La elección presidencial del 2022 marcó un punto de inflexión en la política costarricense. El derrumbe del Partido Acción Ciudadana, que había gobernado durante dos períodos, reveló no solo el agotamiento de una opción concreta, sino también la fragilidad del sistema de partidos en su conjunto. El resultado fue un panorama dominado por el desencanto ciudadano, la fragmentación electoral y el ascenso de agrupaciones nuevas, muchas de ellas sin estructuras sólidas ni arraigo social. Se ha consolidado un mosaico de siglas que reflejan más la volatilidad que la convicción ideológica, a julio del 2025 se contabilizaban 14 partidos inscritos y se proyecta la participación de hasta 43 en las elecciones nacionales del 2026.

Este cambio no es casual ni exclusivo de Costa Rica. Según la politóloga Didi Kuo, en su libro The Great Retreat: How Political Parties Should Behave — And Why They Don’t, los partidos han abandonado su papel histórico de intermediarios entre ciudadanía y Estado. En vez de articular intereses sociales y movilizar bases, se han convertido en maquinarias profesionales orientadas al marketing electoral (“vender candidatos como se vende una gaseosa con sabor a cola”) y al corto plazo. En Costa Rica, el 2022 expuso con crudeza este fenómeno: la mayoría de las agrupaciones compitieron como “vehículos personales” (Figueres, Feinzaig, Alvarado, Chaves, entre otros) de liderazgos, más que como proyectos colectivos enraizados en la sociedad.

La debacle de partidos tradicionales contrasta con la emergencia de opciones nuevas, como Progreso Social Democrático, que catapultó a Rodrigo Chaves a la presidencia. Sin embargo, lejos de representar una renovación partidaria robusta, este proceso encarna lo que Kuo denomina el “gran retroceso”: el vaciamiento de las funciones sociales de los partidos y su transformación en estructuras efímeras que orbitan alrededor de figuras individuales. La ciudadana y el ciudadano , en consecuencia, pierde un canal estable de representación y queda reducido a un voto transaccional.

Los efectos de esta dinámica se sienten en la gobernabilidad. La fragmentación legislativa dificulta la construcción de consensos, mientras que la falta de identidad partidaria clara alimenta la desconfianza y el desapego ciudadano. Jóvenes y sectores populares expresan desencanto, muchos optan por la abstención, y otros canalizan su frustración hacia liderazgos populistas que prometen soluciones rápidas sin sustento institucional. El resultado es un círculo vicioso: partidos débiles, ciudadanía desilusionada y mayor espacio para personalismos autoritarios.

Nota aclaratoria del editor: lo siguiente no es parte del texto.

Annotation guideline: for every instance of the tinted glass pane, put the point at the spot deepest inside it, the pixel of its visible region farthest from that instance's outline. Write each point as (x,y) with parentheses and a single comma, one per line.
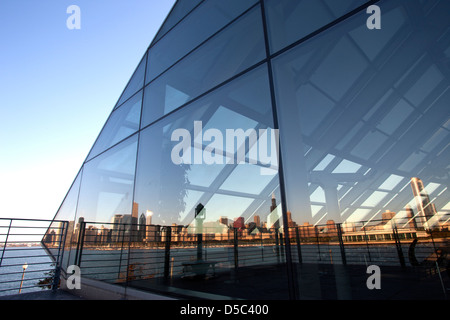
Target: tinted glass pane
(136,82)
(364,119)
(198,156)
(66,212)
(122,123)
(107,183)
(178,12)
(203,22)
(228,53)
(291,20)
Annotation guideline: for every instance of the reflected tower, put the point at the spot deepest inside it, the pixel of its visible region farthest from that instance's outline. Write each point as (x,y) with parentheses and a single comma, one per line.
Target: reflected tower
(425,208)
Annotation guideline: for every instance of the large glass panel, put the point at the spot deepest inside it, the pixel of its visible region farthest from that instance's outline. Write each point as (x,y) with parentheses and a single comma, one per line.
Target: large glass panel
(178,12)
(291,20)
(136,82)
(231,51)
(107,183)
(364,130)
(217,154)
(55,233)
(203,22)
(122,123)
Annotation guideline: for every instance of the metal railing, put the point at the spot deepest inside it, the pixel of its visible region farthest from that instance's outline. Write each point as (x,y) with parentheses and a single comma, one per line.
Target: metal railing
(25,265)
(118,252)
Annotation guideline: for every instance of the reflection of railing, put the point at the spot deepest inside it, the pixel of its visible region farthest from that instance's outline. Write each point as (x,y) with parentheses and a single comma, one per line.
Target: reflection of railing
(155,256)
(131,252)
(382,242)
(24,264)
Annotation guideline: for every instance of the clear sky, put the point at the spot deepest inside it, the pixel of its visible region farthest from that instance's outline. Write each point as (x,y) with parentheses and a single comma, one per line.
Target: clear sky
(57,88)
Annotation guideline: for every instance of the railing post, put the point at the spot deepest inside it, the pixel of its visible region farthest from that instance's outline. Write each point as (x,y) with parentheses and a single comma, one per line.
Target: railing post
(199,246)
(236,254)
(80,243)
(399,247)
(6,241)
(167,253)
(299,248)
(59,260)
(341,244)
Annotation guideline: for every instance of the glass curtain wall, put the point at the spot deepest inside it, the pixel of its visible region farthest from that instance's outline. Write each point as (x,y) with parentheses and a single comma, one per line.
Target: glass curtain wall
(258,141)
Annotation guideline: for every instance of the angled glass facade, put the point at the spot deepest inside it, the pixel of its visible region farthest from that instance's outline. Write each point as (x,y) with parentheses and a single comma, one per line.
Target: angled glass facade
(274,149)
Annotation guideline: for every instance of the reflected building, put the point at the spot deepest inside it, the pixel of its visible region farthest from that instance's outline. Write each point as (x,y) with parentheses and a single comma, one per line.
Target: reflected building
(426,209)
(282,118)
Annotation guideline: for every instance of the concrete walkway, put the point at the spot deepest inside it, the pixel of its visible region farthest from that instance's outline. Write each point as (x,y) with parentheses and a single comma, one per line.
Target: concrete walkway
(43,295)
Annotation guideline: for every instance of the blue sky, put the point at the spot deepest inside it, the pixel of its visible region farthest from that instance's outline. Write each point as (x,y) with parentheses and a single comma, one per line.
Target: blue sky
(57,88)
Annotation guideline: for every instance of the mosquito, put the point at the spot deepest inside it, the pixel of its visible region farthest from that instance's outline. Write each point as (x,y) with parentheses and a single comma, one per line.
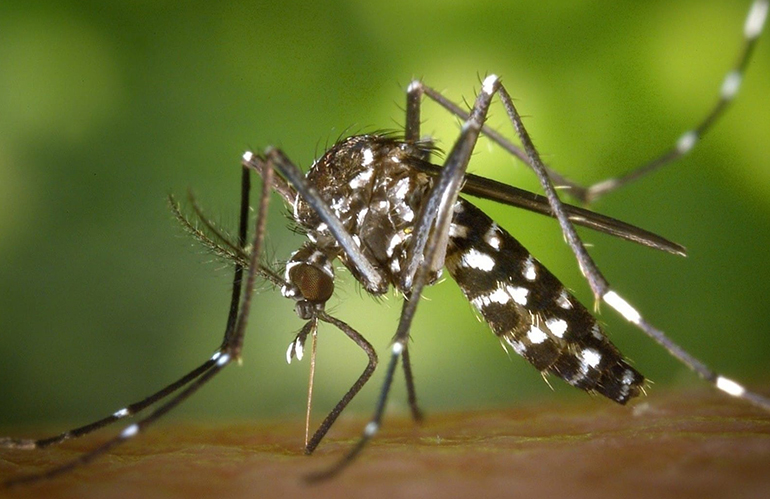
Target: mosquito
(379,205)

En línea con Kuo, el principal problema no es la existencia de múltiples partidos, sino la ausencia de vínculos sólidos entre estas organizaciones y la ciudadanía. En 2022, quedó en evidencia que las estructuras territoriales eran mínimas (hoy en día vemos cantonales realizadas con únicamente miembros de un núcleo familiar, o la imposibilidad de lograrlas), la democracia interna deficiente y el financiamiento poco transparente (recordemos las bolsas de dinero en la campaña de Fabricio Alvarado en el 2018 y toda la investigación sobre la campaña y financiamiento paralelo de la campaña de Rodrigo Chaves). La política se redujo a campañas mediáticas intensivas, con promesas de corto plazo y estrategias de comunicación digital, pero sin un esfuerzo real por construir comunidad política ni compromiso de largo plazo con sectores sociales diversos.

¿Qué hacer frente a este panorama? Costa Rica necesita fortalecer sus partidos no solo como maquinarias electorales, sino como instituciones sociales. Esto implica reforzar el financiamiento público y fiscalizar con rigor el privado; descentralizar los partidos para que tengan presencia activa en cantones y distritos; y democratizar sus estructuras internas para abrir espacios reales de participación ciudadana. Los partidos no pueden limitarse a inscribir candidatos: deben ser foros permanentes de diálogo, deliberación y propuesta.

Si se quiere evitar que se profundice la crisis de representación, las reformas de los próximos años deben orientarse a rescatar el papel de los partidos como verdaderos intermediarios sociales. Solo así podrán recuperar legitimidad, resistir la tentación del mesianismo y convertirse en plataformas colectivas que respondan a los desafíos del país. Como sugiere Didi Kuo, el futuro de la democracia no depende de la cantidad de partidos, sino de la fortaleza de sus vínculos con las y los ciudadanos. Costa Rica todavía tiene instituciones sólidas, una tradición cívica y republicana reconocida: la tarea urgente es revitalizar sus partidos para que esa tradición no se pierda.